アンドレアス・グルスキー展—「世界の成り立ち」を秘めた写真たち

世に“アート・コンシェルジュ”を名乗る人物がいることを、ご存じでしょうか。アートのことはよく知らないけれどアートをもっと楽しんでみたい、という人のために、わかりやすい解説でアートの世界へ誘ってくれる、アート鑑賞のプロフェッショナルです。そう、星海社新書の『上野に行って2時間で学び直す西洋絵画史』で西洋絵画史の楽しみ方のコツを教えてくれたのがアート・コンシェルジュ。cakesでは、アート初心者の依頼人へ送る手紙というかたちで、最新の展覧会情報をお知らせしてくれます。 今回の手紙で綴られるのは国立新美術館で開催中の「アンドレアス・グルスキー展」(7/3〜9/16)の楽しみ方。独特の視覚世界を構築するグルスキーの写真展、ぜひとも足を運んでみてください!

これが最初のお便りとなりますね。

これから毎週、これはお見逃しなく! という展覧会を、開幕したばかりのタイミングでご紹介いたします。足を運ぶ際の目安となれば幸いです。

今回はこちら、東京・国立新美術館の「アンドレアス・グルスキー展」です。

この名前を聞き及んだこと……、あまりないかもしれませんね。1980年代に作品を発表しはじめて以来、現代アートの分野ではずっとトップランナーのひとりですが、一般的にはさほど知られていません。たとえばゴッホやレオナルド・ダ・ヴィンチのように、ファンならずとも誰でも知っているスターがいないのは、現代アートの弱みでしょう。

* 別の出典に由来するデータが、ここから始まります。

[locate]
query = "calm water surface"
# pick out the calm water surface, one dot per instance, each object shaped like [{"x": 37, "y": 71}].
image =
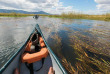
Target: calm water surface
[{"x": 72, "y": 40}]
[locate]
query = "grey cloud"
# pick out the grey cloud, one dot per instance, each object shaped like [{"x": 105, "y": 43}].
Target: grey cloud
[
  {"x": 103, "y": 5},
  {"x": 38, "y": 1}
]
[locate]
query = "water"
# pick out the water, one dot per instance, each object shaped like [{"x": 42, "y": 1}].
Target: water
[
  {"x": 75, "y": 42},
  {"x": 14, "y": 31}
]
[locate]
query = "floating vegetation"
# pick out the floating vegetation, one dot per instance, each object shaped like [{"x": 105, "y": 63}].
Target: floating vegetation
[
  {"x": 74, "y": 15},
  {"x": 92, "y": 55},
  {"x": 15, "y": 14}
]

現代アートではじつにさまざまな手法や素材が用いられますが、グルスキーが使うのは比較的オーソドックスなもの。そう、写真です。ドイツ・デュッセルドルフのアカデミーで学び、ベッヒャー夫妻というこちらも写真史に名を残すアーティスト・教育者の薫陶を受けたこともあって、一貫して写真をベースに制作を続けています。

今展会場の国立新美術館は巨大な施設で、展示スペースの大きさは国内最大級。そんなところで写真の展示なんて、壁を埋めるだけでもたいへんでは? わたくしはそう思ってしまいましたが、心配はいりません。室内に足を踏み入れればすぐ気づきますが、グルスキー作品はとにかく巨大。わたくしたちがふだん目にする写真というものの概念を覆すほどのサイズで、ひたすら圧倒されてしまいますよ。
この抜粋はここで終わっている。